Re: On Advisers, and on Losing Officers...
by exmod
Step back. The Army is an institution and a bureaucracy. It fights for "its" slice of the huge defense department budget. There is no real money in training to fight insurgents. There is no real money in fighting insurgents. What works in fighting an insurgency is labor intensive, moving slowly, establishing trust and being patient. We can't just throw huge piles of money to get those results. The money that Congress is looking to spend is in weapon systems and platforms whose contracts can be farmed out to multiple districts. Trained, intelligent personnel do not equal jobs back in the district. F-22s, attack submarines and the latest technological gimmick do. Training individual soldiers to be proficient in an area that is not relevent to those platforms or systems is wasting time and effort from the Army's bureaucratic perspective. Promoting intelligent dissenters to this view is akin to cutting one's own throat. Additionally, from an institutional and societal perspective, there has always been a stigma attached to training as opposed to doing. Any aggressive and intelligent soldier who seeks out that job is cutting his own throat. The troops on the ground, the NCOs and the junior and mid level officers know what needs to happen for the United States to be successful in Iraq. Congress and the military industrial complex really could not care less about success or failure in Iraq. Until we force them to care less about contracts and more about accomplishing the mission in Iraq we will have frustrated, intelligent soldiers leaving the Army and a half-hearted effort in stabilizing a country we are responsible for breaking.
Re: On Advisers, and on Losing Officers...
by Consterned

Both excellent postings.

But let us not overlook the fact that military personnel are for fighting, not for designing or implementing politcal/civilian-influencing strategies. The mix is bound to detract from the effectivness of one or the other thereof.

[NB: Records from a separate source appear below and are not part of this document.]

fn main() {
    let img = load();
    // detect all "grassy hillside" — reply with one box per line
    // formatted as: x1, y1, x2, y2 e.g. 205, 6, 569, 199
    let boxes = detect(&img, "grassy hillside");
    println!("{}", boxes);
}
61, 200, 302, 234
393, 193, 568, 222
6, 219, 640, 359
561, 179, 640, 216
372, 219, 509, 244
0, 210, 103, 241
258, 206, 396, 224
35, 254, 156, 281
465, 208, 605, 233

It must be awfully hard for miitary personnel to stradle those objectives, and maintain any sense of dedication.

God bless 'em.

Re: On Advisers, and on Losing Officers...
by TEMorleyWP

I agree that there is a large amount of lip service being paid to the advisor. I completed the Captain’s Course recently and it broke down like this. Women did not go on advisor missions, which makes sense since most Iraqi Officers I met wouldn’t listen to them anyway. The gaurd and reserve guys would simply go back to their units. Then all the active duty guys had to fight over the plum assignments to Washington, Japan, etc. There were a handful of jobs in maneuver units, and then the bottom part of the class took the assignments to become advisers.

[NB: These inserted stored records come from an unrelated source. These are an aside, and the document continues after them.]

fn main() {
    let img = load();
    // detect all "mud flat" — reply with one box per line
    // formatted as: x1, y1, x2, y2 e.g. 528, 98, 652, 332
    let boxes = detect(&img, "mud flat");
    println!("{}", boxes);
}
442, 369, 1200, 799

The bottom guys were, for the most part, are still bright and capable guys who will do fine, but the message was clear to me and others who were mercifully left out of that rat race. You can cut a deal for a future assignment by volunteering as an adviser or you can wait until you're told to be one.

I have a desk job now; I turned down the $35,000 because my life is worth more to me and my family. I am completing my service at eight years and I am starting my life over. I am proud of my service and the folks I served alongside, but fighting a morally ambiguous war for an ambivalent public is pointless to me.